Longitudinal binary data arise commonly in a variety of fields including public health, biomedicine, finance, agriculture and social science, among many others. In longitudinal binary studies, the aims are to assess the association of longitudinal binary response with certain covariates of interest, and to quantify the within-subject correlations for longitudinal binary responses. In the literature, various methods were developed to model longitudinal binary data but little work was done to account for the fact that the correlation coefficients of correlated binary responses have the so-called Fréchet–Hoeffding bounds. Ignoring this fact can lead to incorrect statistical inferences for longitudinal binary data. In this paper, based on latent Gaussian copula a new statistical modeling method is proposed to model the mean and within-subject correlation structures, simultaneously, for longitudinal binary data.
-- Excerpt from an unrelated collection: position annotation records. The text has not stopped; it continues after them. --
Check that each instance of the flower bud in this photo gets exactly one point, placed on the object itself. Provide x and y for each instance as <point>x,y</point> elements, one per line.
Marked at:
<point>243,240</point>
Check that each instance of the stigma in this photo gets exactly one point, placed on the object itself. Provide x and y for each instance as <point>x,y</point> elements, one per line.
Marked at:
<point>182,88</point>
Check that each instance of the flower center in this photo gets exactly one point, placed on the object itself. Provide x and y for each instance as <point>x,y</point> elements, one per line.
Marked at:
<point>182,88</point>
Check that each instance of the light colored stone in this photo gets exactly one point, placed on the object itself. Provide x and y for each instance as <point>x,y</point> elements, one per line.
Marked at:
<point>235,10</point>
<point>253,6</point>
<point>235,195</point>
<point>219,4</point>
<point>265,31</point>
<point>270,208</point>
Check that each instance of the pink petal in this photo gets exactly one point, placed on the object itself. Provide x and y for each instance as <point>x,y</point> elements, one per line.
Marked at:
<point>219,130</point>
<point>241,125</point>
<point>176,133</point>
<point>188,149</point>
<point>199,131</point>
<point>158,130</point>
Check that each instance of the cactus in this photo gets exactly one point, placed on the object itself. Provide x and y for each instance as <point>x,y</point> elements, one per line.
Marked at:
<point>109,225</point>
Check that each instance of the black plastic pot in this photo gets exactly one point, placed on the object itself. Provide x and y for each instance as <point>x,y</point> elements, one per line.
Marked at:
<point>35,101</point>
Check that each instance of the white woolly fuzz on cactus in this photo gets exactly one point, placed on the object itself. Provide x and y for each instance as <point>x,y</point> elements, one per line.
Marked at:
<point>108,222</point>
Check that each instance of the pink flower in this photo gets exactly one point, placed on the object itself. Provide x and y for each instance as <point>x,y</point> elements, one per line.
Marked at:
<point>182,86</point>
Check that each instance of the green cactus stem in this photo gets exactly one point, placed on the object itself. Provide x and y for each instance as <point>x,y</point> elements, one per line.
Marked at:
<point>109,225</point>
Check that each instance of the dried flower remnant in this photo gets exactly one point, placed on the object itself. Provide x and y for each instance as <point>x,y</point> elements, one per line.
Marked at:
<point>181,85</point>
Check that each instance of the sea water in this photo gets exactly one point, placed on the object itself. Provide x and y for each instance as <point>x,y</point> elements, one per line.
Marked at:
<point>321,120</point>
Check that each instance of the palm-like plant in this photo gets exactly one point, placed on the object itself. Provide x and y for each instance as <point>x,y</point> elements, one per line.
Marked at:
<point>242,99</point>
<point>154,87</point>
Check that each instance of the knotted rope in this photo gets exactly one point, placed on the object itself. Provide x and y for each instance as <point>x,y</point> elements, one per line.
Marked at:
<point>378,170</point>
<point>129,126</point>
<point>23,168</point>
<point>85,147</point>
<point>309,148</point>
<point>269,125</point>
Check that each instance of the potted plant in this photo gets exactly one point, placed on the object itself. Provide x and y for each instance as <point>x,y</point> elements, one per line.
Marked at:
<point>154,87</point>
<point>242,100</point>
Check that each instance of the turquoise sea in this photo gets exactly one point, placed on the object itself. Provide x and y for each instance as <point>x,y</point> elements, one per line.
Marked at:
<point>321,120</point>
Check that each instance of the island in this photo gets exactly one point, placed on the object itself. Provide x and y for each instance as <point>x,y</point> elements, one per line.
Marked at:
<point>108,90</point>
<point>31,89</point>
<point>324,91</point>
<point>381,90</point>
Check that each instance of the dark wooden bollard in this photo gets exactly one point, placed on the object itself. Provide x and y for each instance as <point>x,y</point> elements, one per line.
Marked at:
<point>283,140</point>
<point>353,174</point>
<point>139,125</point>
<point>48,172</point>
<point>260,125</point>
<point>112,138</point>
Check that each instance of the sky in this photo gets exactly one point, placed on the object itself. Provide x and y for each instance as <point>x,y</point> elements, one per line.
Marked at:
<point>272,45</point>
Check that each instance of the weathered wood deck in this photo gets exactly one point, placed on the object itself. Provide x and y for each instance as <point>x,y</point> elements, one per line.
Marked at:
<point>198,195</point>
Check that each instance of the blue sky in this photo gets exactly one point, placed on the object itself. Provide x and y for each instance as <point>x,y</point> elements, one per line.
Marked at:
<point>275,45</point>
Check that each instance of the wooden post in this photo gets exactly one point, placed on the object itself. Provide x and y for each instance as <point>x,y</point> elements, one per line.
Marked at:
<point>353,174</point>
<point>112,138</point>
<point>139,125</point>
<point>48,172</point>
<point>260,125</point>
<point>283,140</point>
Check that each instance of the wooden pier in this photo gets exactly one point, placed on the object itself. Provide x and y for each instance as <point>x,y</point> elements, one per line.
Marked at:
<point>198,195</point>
Specifically, the mean structure is modeled by a semiparametric regression model, and the within-subject correlation coefficients are modeled through introducing a latent Gaussian copula model with certain latent correlation structures characterized by some parameters. Generalized estimating equations are then proposed to estimate the parameters in the mean and latent correlation structures, and consistency and asymptotic normality of the resulting parameter estimators are established. The proposed model and method ensure that the estimated correlation coefficients must satisfy the Fréchet–Hoeffding bounds for longitudinal binary data. Simulation studies show that the proposed method has a stable numerical performance. A practical data set is analyzed using the proposed method for illustration.